There's a middle way Ed. Cowering under bunkers when necessary and seeing how far we can go when that seems worth trying. It's not one extreme or the other. It's a crappy choice up to the stars or in the ****. What do we do when we get up to the stars? Cyrano was no Cervantes. Nabokov wrote a good book about Dom Quixote.

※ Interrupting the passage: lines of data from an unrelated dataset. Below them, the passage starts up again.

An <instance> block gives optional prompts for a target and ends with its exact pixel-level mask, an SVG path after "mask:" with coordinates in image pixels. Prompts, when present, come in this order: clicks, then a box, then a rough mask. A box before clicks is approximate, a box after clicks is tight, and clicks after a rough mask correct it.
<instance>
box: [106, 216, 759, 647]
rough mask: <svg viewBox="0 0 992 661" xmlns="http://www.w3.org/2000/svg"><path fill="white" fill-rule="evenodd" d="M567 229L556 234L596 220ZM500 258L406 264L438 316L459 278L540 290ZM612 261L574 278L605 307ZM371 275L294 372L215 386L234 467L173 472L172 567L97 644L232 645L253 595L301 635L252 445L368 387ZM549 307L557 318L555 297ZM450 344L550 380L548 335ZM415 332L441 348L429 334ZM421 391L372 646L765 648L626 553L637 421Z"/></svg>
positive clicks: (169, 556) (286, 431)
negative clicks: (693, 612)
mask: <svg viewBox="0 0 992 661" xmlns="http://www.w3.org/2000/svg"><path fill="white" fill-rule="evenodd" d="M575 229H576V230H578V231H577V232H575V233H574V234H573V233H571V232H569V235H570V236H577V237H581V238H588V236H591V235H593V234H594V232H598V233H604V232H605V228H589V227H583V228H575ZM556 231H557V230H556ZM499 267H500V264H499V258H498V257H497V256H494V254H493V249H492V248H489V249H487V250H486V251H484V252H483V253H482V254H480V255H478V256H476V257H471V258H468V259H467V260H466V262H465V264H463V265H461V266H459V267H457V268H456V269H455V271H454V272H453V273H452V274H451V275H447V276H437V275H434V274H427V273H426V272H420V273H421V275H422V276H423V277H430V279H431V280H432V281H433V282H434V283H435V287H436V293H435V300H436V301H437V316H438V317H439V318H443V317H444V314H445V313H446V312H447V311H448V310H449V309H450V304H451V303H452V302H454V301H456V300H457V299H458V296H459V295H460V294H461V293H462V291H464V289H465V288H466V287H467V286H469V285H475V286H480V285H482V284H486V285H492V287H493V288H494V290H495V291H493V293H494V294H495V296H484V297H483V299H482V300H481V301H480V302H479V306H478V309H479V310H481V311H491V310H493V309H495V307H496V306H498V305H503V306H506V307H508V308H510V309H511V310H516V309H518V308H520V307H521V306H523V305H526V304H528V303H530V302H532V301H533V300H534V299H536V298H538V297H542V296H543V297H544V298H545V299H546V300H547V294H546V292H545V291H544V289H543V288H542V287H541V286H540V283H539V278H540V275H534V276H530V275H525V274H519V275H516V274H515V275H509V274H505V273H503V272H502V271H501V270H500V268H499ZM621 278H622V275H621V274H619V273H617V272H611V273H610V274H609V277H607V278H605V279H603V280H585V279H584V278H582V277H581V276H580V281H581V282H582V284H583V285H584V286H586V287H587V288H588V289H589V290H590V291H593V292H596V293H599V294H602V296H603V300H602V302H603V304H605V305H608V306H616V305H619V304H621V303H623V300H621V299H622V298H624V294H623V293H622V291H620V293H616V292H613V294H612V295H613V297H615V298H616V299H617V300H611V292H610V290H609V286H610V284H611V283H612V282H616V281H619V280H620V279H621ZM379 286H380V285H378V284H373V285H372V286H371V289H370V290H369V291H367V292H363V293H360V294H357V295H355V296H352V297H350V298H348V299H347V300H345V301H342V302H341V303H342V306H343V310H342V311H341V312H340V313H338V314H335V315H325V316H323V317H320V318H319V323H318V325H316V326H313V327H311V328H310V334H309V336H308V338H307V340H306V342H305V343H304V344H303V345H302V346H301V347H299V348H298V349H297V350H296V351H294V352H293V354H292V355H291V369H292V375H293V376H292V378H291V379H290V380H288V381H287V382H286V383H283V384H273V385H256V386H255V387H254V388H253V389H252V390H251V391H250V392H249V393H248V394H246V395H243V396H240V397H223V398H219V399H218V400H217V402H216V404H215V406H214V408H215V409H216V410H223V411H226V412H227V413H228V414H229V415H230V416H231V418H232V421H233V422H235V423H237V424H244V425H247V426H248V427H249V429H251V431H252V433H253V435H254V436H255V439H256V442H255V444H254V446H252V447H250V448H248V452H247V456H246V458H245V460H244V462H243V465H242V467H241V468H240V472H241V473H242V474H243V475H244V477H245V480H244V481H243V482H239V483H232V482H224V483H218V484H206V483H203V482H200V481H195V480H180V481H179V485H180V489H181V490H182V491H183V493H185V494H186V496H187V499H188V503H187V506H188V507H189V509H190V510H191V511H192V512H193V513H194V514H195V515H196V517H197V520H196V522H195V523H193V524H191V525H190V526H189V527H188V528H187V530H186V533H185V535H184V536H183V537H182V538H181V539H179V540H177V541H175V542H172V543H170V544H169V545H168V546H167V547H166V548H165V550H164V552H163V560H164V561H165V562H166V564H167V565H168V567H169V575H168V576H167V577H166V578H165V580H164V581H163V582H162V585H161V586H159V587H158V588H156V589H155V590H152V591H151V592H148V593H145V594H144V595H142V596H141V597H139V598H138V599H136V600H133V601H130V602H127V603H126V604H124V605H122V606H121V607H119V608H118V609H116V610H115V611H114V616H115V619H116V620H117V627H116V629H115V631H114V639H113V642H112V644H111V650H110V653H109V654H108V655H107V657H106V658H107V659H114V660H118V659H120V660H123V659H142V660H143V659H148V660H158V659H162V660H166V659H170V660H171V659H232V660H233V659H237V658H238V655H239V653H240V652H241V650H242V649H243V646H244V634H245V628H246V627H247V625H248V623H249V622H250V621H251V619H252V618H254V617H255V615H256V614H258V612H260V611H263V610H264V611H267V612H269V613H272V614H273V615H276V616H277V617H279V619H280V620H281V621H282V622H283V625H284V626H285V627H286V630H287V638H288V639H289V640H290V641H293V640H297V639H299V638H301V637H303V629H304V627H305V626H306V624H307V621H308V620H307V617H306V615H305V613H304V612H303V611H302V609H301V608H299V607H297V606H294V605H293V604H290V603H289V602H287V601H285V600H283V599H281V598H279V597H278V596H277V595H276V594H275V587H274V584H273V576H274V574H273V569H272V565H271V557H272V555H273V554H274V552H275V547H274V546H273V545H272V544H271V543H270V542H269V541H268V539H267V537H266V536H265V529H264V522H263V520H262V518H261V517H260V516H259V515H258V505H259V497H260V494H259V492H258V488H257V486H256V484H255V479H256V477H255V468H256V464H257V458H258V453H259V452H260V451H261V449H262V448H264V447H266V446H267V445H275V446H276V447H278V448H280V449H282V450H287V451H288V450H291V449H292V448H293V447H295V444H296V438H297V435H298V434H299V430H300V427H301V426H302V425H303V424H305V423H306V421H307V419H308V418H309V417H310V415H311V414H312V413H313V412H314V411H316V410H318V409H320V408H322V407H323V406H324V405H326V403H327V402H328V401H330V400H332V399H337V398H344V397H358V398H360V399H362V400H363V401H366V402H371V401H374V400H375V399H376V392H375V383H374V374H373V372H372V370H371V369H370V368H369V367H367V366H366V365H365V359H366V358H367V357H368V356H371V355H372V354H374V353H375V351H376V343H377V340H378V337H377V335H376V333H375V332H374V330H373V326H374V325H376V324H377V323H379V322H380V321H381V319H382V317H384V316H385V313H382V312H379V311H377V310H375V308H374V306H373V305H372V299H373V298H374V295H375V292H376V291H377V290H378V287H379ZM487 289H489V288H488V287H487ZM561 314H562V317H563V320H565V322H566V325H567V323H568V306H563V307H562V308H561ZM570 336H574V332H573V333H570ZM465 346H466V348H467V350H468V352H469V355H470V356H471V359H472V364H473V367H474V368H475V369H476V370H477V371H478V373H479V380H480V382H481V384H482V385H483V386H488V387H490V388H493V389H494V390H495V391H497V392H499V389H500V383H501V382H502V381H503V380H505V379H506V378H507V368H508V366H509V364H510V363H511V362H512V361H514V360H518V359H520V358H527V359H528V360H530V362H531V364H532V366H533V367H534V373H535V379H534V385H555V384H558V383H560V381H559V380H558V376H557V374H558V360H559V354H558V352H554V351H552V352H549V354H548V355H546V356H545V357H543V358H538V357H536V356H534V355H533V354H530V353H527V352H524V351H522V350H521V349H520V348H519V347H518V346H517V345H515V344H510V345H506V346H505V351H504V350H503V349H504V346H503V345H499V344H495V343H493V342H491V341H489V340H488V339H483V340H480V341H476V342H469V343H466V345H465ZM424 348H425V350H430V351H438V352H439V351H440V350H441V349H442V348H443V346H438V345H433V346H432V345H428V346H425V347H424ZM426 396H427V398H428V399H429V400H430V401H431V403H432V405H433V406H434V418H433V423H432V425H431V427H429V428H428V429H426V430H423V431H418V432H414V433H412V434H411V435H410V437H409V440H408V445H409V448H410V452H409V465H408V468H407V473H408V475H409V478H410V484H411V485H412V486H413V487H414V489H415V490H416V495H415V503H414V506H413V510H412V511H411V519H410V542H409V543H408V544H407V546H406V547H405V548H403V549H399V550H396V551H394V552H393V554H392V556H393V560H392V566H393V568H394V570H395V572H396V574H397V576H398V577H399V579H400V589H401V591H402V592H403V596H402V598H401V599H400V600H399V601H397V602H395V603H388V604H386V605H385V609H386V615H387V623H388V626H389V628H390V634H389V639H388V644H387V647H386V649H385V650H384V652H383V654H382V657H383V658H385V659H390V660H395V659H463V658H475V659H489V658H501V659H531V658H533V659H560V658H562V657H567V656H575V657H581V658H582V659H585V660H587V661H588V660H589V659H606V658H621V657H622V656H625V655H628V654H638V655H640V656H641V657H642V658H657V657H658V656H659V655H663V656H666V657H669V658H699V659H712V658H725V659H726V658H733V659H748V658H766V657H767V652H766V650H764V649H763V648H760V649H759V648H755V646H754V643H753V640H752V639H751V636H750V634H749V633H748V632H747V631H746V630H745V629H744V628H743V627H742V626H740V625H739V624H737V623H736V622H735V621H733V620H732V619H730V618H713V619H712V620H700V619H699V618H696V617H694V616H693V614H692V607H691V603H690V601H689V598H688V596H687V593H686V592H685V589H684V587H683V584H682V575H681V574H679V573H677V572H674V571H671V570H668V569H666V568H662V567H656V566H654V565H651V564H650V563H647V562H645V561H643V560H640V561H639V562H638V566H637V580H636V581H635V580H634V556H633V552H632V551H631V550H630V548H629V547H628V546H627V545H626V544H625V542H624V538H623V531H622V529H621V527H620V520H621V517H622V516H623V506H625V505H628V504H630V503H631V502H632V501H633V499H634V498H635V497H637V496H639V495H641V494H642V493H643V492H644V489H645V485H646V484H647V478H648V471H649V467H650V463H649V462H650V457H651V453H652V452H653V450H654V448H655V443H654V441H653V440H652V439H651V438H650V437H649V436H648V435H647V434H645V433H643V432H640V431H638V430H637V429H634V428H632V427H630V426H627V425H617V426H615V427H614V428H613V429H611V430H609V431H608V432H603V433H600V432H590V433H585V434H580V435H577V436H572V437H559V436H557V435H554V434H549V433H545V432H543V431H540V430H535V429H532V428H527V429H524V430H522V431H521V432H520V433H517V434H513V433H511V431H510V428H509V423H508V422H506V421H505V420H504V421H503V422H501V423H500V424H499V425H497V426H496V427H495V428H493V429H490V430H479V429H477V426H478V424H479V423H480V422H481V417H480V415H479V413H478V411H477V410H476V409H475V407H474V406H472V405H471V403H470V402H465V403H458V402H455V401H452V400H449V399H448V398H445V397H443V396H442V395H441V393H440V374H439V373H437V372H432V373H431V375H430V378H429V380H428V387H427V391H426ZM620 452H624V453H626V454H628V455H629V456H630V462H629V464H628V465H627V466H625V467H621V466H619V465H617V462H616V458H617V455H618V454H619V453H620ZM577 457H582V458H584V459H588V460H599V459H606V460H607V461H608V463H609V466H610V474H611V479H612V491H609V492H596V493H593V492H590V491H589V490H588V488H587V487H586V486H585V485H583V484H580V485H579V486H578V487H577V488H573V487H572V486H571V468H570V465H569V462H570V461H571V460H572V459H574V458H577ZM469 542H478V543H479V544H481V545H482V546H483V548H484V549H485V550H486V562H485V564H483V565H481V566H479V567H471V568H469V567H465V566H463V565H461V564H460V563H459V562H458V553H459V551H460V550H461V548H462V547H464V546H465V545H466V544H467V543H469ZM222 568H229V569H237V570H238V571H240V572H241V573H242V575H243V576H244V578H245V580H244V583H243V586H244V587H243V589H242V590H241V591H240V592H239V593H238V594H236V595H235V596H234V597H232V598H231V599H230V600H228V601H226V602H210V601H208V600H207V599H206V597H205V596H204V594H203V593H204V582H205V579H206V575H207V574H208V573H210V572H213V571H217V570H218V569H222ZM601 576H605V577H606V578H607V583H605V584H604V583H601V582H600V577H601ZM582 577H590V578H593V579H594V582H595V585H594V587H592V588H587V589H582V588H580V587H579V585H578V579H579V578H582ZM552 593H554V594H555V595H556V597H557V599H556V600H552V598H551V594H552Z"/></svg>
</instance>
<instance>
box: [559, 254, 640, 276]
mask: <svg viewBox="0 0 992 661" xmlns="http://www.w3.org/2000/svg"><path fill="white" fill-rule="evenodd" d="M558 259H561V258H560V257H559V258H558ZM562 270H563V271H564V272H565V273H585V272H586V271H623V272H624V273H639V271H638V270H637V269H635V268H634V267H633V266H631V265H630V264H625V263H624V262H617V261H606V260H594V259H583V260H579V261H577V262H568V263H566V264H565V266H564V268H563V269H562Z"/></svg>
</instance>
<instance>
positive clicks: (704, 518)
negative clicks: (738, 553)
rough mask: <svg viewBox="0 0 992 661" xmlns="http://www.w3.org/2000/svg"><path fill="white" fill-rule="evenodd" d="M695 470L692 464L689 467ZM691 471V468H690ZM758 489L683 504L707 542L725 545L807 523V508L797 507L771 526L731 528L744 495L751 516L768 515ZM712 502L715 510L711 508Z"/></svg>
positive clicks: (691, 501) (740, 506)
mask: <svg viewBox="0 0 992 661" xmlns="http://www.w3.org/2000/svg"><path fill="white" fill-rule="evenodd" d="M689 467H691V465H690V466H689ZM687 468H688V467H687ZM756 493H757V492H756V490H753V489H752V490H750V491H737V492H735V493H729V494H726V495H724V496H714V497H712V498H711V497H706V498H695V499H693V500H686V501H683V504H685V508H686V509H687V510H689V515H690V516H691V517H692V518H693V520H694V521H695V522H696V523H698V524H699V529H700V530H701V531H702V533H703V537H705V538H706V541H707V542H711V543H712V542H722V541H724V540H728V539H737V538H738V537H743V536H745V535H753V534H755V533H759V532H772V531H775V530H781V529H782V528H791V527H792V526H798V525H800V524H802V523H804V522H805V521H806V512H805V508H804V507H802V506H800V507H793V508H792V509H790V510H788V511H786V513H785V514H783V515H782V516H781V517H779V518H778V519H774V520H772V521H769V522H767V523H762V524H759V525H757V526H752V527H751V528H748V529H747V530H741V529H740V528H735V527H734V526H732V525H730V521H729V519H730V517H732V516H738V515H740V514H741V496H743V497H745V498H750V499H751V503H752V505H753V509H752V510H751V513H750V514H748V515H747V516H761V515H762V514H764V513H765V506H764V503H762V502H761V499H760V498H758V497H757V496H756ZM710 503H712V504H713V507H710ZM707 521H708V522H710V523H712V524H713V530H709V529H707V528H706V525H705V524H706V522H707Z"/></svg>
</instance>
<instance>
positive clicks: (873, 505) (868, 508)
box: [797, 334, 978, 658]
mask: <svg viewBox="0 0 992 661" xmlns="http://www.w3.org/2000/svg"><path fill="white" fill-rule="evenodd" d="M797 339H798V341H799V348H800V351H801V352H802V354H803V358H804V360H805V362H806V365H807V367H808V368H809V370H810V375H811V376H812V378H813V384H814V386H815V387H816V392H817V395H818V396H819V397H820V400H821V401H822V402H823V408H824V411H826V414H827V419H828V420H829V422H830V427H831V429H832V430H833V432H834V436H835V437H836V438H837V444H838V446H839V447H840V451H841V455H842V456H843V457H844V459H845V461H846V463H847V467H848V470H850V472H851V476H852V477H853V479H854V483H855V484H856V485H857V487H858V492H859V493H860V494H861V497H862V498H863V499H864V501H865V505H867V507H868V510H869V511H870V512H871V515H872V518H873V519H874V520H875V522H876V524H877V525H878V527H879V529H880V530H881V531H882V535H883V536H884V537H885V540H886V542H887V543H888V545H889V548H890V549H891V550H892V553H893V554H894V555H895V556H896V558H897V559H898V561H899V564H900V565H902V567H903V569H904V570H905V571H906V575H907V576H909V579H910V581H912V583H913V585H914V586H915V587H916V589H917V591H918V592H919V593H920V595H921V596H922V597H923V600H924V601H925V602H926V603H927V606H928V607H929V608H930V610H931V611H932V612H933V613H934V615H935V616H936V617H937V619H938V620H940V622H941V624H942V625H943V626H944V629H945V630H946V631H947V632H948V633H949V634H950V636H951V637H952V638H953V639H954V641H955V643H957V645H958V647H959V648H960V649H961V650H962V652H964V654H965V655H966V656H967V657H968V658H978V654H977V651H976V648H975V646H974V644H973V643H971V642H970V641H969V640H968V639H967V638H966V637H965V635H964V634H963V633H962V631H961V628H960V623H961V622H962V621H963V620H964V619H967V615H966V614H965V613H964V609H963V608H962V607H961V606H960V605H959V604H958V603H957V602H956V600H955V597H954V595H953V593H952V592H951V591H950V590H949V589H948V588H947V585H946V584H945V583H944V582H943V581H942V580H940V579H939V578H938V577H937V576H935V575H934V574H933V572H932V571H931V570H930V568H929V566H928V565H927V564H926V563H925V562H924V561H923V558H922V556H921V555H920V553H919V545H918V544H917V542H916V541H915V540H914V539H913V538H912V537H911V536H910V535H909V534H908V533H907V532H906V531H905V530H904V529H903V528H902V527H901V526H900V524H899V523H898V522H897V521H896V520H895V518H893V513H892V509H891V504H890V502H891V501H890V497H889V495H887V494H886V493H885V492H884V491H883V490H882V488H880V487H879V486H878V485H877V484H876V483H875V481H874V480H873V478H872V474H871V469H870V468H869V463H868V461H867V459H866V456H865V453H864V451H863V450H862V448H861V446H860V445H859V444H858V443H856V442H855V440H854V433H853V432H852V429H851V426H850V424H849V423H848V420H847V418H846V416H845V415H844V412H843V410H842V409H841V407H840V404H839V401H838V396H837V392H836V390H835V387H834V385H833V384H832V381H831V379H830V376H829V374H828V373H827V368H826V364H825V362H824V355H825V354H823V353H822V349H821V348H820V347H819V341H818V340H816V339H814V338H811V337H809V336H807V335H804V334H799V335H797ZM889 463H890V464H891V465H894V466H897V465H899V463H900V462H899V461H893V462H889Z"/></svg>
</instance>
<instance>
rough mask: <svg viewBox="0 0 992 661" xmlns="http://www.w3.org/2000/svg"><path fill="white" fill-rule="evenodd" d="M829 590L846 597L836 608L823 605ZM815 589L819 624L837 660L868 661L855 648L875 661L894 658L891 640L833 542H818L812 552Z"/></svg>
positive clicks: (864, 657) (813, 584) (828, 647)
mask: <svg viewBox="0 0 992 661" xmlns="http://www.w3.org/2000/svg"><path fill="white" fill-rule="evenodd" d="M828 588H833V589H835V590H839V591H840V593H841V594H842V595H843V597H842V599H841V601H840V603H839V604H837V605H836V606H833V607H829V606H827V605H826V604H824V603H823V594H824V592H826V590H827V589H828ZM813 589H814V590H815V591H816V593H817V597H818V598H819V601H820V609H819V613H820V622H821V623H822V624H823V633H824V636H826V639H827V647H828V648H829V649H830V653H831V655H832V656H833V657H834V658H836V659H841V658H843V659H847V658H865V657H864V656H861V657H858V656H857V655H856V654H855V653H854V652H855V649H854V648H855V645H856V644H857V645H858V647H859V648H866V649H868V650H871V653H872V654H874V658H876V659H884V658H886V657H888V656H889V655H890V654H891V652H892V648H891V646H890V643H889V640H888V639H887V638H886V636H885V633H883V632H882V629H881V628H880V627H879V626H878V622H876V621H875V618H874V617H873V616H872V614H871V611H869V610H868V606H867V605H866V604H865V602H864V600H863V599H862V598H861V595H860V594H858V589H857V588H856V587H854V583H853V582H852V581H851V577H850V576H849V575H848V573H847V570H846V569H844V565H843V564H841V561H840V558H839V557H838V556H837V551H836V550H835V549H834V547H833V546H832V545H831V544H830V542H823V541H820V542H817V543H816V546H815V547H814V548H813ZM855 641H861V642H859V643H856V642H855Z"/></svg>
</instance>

Are you saying that Science should proceed unrestrained?
MASSAGAT
 
  1  
Reply Tue 6 Apr, 2010 03:31 pm
@Francis,
You must really be joking, Francis. Try to postulate a method that would give Science an answer to what happened to set a singularity into motion. Go ahead try it. If you can posit something, it would be just a philosophical guess, and then, Francis, if you are honest, you would be forced to admit that the cause of the "singularity " was caused by ?.
0 Replies
 
MASSAGAT
 
  1  
Reply Tue 6 Apr, 2010 03:33 pm
@Setanta,
What is a gobshite? If the great guru says that there are many gobshites on these posts, I will not argue with him since he is the great guru--infallible and all knowing even though someone one indicated that he was evidently senile, But I don't believe that--great gurus are never senile, Old gurus never die, they simply fade away!